NS: With Troy this time…
Aaron: Yeah! And now, luckily, Troy Boy has come back into the fold and along for the ride this time. The first time I ever played where you call home, Troy and I played the Accelerator Festival in the summer of 2002 in Sweden… And we just DESTROYED the stage. Literally. This was back when we both thought it would be “funny”, or “cute” to smash all the rented gear we were playing to bits every night. I remember before that show, we had played the Roskilde Festival in Denmark, and just broke EVERYTHING we possibly could on the stage. Microphones, monitors, anything that wasn’t ours. DUMB. But that night in Stockholm was funny. Karen from the Yeah Yeahs Yeahs was in front of the stage screaming, and pouring beer over her head and all over my pedals… And it’s funny, this was before I knew her, and became friends. Cos at the time, I didn’t know she was even in a band or anything. I was just like: “Who is this Swedish BITCH fucking up my equipment!” Haha… So then I started just squirting water bottles, and throwing cups of beer back at the audience, out of frustration… And I remember one of the cups just like… Exploding like a water balloon or something on this other girl’s shirt. Then somebody told me after the show, it was one of the girls from that band Sahara Hotnights. I don’t think I ever met them, or even got the chance to apologize for that. Ahhhh… Good times.
NS: So there was like a history of destroying stages…
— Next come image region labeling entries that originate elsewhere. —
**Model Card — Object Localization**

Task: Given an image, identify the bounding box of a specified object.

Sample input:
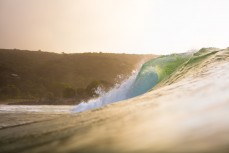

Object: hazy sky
[0,0,229,54]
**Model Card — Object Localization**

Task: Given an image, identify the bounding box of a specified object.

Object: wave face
[73,48,224,112]
[73,54,191,112]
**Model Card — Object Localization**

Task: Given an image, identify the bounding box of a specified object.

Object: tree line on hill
[0,49,153,104]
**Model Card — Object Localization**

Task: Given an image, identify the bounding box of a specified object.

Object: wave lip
[72,48,224,112]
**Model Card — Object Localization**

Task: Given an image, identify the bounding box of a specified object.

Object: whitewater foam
[72,71,138,112]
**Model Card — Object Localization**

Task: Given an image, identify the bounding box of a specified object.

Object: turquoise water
[128,53,192,98]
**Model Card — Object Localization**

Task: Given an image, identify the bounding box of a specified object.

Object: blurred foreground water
[0,49,229,153]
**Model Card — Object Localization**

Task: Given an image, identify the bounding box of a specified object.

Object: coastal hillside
[0,49,153,104]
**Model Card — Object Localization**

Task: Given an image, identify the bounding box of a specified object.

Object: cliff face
[0,49,152,103]
[0,50,229,153]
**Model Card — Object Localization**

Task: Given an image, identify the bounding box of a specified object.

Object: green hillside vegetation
[0,49,153,104]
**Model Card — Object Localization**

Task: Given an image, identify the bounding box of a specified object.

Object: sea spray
[73,53,192,112]
[73,71,138,112]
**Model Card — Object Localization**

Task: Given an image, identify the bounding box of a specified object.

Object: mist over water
[72,71,138,112]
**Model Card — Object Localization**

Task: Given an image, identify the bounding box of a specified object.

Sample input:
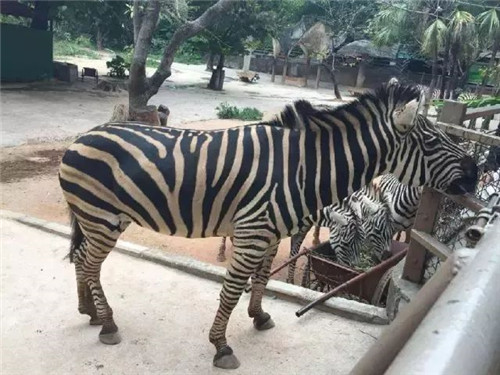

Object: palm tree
[447,9,478,97]
[477,9,500,94]
[421,18,447,114]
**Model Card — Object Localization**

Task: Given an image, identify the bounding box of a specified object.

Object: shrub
[54,39,100,59]
[216,103,262,121]
[106,55,130,78]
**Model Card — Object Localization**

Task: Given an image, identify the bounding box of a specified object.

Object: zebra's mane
[264,84,420,129]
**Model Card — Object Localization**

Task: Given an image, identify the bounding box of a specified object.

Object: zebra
[287,174,422,284]
[59,85,477,369]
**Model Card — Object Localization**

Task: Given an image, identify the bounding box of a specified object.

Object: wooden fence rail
[403,101,500,284]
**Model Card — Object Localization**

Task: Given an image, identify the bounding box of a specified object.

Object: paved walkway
[0,218,383,375]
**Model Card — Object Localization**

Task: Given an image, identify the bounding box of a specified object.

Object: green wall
[0,23,53,82]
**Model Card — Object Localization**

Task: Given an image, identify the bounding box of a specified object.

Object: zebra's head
[329,202,365,266]
[330,196,392,267]
[375,82,478,194]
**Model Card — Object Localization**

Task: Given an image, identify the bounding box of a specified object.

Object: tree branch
[129,0,160,108]
[148,0,235,96]
[133,0,142,46]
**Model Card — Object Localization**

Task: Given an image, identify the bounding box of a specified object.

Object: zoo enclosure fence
[403,101,500,284]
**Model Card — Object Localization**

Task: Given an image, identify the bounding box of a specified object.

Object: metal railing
[351,195,500,375]
[403,101,500,284]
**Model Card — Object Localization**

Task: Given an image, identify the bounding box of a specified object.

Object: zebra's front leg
[209,242,268,369]
[248,242,279,331]
[217,237,226,262]
[75,263,102,326]
[313,225,321,246]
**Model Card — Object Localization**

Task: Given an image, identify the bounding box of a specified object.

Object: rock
[109,104,129,122]
[129,105,160,126]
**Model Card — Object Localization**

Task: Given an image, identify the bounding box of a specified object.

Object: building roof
[338,39,398,59]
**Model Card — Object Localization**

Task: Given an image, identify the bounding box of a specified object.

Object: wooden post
[314,62,321,90]
[403,187,441,283]
[438,100,467,126]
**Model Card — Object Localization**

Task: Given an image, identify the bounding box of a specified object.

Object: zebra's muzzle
[446,156,479,195]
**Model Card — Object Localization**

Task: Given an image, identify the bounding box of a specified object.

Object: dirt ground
[0,56,338,279]
[0,135,327,280]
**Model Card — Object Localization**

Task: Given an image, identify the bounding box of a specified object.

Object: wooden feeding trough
[296,241,408,316]
[271,241,408,317]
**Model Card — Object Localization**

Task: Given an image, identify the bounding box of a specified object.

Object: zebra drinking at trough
[59,85,477,368]
[287,174,422,283]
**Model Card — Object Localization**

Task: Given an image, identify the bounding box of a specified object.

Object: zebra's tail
[69,210,83,263]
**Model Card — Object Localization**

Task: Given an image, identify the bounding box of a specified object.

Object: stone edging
[0,210,389,324]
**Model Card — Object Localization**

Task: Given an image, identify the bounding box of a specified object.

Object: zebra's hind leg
[217,237,226,262]
[73,223,126,345]
[75,264,102,326]
[209,237,276,369]
[248,242,279,331]
[313,225,321,246]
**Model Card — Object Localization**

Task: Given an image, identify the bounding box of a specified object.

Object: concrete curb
[0,210,389,324]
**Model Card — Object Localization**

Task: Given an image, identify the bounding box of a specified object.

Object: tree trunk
[356,61,366,87]
[304,56,311,87]
[271,57,276,82]
[479,38,500,97]
[445,56,457,99]
[95,24,104,51]
[129,0,236,113]
[31,0,50,30]
[423,51,438,116]
[281,55,288,84]
[322,62,342,100]
[439,38,450,100]
[208,53,225,91]
[314,62,321,90]
[205,52,215,72]
[448,61,460,100]
[133,0,143,46]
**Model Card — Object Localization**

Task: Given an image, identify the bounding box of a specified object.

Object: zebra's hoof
[253,313,275,331]
[89,318,102,326]
[214,346,240,370]
[99,332,122,345]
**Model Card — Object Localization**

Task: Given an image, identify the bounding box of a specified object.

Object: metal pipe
[295,249,408,318]
[269,247,311,276]
[465,193,500,246]
[350,250,457,375]
[384,221,500,375]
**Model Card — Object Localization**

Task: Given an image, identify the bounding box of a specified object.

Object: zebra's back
[60,123,278,237]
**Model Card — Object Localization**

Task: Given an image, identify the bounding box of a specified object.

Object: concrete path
[1,218,383,375]
[0,62,348,147]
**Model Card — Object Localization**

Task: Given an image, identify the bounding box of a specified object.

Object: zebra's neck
[298,107,399,214]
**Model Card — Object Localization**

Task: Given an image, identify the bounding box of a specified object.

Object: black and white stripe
[287,174,422,283]
[59,85,477,368]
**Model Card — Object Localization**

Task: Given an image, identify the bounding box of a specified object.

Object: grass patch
[216,103,263,121]
[54,40,100,59]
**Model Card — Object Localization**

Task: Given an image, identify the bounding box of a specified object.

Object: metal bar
[464,104,500,121]
[411,230,451,260]
[350,248,456,375]
[269,247,311,277]
[403,187,441,284]
[465,193,500,245]
[377,221,500,375]
[437,121,500,146]
[295,249,407,318]
[445,193,486,213]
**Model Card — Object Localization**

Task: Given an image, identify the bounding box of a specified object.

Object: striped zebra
[287,174,422,283]
[457,91,479,102]
[59,85,477,368]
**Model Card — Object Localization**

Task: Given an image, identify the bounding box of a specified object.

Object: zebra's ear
[361,195,379,215]
[393,98,423,133]
[330,210,347,225]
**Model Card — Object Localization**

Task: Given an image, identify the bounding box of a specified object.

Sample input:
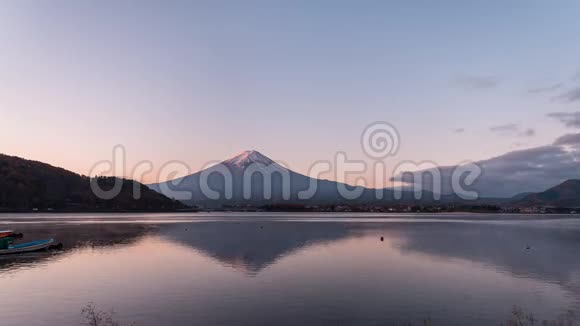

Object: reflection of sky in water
[0,218,580,325]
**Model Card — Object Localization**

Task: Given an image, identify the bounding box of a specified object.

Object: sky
[0,0,580,190]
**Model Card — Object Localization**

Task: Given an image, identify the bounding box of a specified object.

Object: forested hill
[0,154,184,211]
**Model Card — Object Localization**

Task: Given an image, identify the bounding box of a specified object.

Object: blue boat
[0,239,54,255]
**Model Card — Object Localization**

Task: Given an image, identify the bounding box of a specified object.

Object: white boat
[0,239,54,255]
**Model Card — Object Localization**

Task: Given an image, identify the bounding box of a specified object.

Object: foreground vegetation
[81,302,577,326]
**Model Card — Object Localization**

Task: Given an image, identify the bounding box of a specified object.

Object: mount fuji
[148,150,440,208]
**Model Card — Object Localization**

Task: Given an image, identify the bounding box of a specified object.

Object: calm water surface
[0,213,580,325]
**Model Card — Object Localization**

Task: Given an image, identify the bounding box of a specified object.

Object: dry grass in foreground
[81,302,577,326]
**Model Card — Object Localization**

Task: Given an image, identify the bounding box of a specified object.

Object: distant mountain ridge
[0,154,184,211]
[514,179,580,208]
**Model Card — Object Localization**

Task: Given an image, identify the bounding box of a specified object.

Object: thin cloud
[548,111,580,128]
[489,123,536,137]
[489,123,519,133]
[555,87,580,102]
[393,134,580,197]
[553,133,580,146]
[456,76,499,89]
[528,83,564,94]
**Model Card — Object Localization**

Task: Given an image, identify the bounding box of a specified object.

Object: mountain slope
[515,179,580,208]
[149,151,442,208]
[0,154,183,211]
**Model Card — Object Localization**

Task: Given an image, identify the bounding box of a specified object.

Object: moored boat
[0,230,14,238]
[0,239,54,255]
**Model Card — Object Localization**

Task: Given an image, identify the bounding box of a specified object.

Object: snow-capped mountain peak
[224,150,274,167]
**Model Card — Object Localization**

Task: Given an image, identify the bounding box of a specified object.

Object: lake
[0,213,580,326]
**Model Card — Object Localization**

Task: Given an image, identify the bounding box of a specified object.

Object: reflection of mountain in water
[0,223,153,273]
[161,221,368,275]
[161,221,580,294]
Aaron: We just thought it was funny. We were just young and stupid. We did an Australia / Japan tour right after that, and at the end of EVERY show we destroyed everything on stage. Like, splitting kick drums in half with guitars, crushing guitar heads until the glass from the tubes inside just poured out of the back. I can’t remember where exactly, But some place in Australia, the club was on the second story of the building, and Troy managed to throw his kick drum through a glass window, and onto the street below. And there are only a handful of promotors in Australia, and the same guy who promoted those Icarus Line shows was the guy who did the Nine Inch Nails show when I went back down there with them. And I remember just getting off the plane, and him meeting us at the airport terminal, and just giving me the dirtiest look. When I finally attempted to apologize for what I’d done a couple years earlier, he was like: “Don’t worry, water under the bridge now. But just so you know, all that equipment you broke on that tour, cost about 17,000 dollars to replace.” But we had fun. It’s still fun to break stuff. Not as much fun, though.